Forging partnerships to improve market penetration has become commonplace, particularly for “new economy” businesses. And, most companies proudly mention their many partnerships in their business plans.
The fact is that, regardless of whom the partnership is with, partnerships by themselves are meaningless. What are meaningful are the terms of the partnership. For instance, while it sounds great to have a partnership with a Fortune 500 company, the details of the partnership are what investors find important. For instance, investors will look poorly upon a partnership in which the Fortune 500 company earns 90% commissions on customers it refers. On the other hand, investors would look favorably upon a more equitable partnership.
As such, be sure to detail the specifics of the partnerships. This includes factors such as how the partnership will work, payment terms, contract length, minimum and/or maximum guarantees, the type of customer leads expected from each partner, timing of payments, etc. In addition, if partnerships are a key part of the business plan, expect prudent investors to interview the partners and scrutinize partnership contracts.

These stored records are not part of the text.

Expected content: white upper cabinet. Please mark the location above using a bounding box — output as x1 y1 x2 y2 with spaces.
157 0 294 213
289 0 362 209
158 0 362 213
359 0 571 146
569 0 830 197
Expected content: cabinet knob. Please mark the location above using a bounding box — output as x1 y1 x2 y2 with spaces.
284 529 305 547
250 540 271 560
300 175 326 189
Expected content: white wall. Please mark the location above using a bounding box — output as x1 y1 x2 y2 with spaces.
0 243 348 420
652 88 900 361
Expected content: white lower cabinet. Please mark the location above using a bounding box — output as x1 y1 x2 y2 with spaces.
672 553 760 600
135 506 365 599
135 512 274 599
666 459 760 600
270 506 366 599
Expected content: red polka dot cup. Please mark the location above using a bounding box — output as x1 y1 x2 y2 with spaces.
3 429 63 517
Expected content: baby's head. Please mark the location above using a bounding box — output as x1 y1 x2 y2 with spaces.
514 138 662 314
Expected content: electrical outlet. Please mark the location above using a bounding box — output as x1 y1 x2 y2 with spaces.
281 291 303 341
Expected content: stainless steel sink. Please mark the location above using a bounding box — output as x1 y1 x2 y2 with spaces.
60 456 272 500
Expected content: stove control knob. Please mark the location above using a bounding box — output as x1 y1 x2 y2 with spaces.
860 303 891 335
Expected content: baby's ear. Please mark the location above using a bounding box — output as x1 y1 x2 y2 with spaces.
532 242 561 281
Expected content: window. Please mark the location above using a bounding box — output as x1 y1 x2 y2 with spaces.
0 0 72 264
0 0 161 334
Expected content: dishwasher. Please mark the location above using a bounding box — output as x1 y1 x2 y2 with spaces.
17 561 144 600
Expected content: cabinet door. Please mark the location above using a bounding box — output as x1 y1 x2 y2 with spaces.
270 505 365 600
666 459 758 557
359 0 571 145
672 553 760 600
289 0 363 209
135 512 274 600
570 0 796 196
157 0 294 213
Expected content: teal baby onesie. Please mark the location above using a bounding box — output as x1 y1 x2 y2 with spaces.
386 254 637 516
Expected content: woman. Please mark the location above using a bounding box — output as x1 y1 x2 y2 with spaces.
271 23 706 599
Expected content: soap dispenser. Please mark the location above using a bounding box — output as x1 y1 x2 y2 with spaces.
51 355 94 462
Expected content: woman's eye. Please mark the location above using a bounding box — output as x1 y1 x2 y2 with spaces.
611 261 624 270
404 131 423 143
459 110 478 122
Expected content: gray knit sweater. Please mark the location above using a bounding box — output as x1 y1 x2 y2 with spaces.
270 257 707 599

Partnerships can be a major factor in the success of growing companies, providing leads, sales, capital and/or other critical benefits. However, ventures should be careful not to place too much emphasis on any one partner in their business plan. Partnership agreements, like other legal agreements, can be breached, and if the venture positions any one partner as critical to its success, this will become a risk factor to investors.
Overall, partners can provide a great boost to growing ventures. Business plans should not only discuss who the partners are, but detail the terms of the partnerships and how they will benefit the company. Finally, the business plan must not place too much emphasis on any one partner in order to convince investors that the business is capable of success even without it.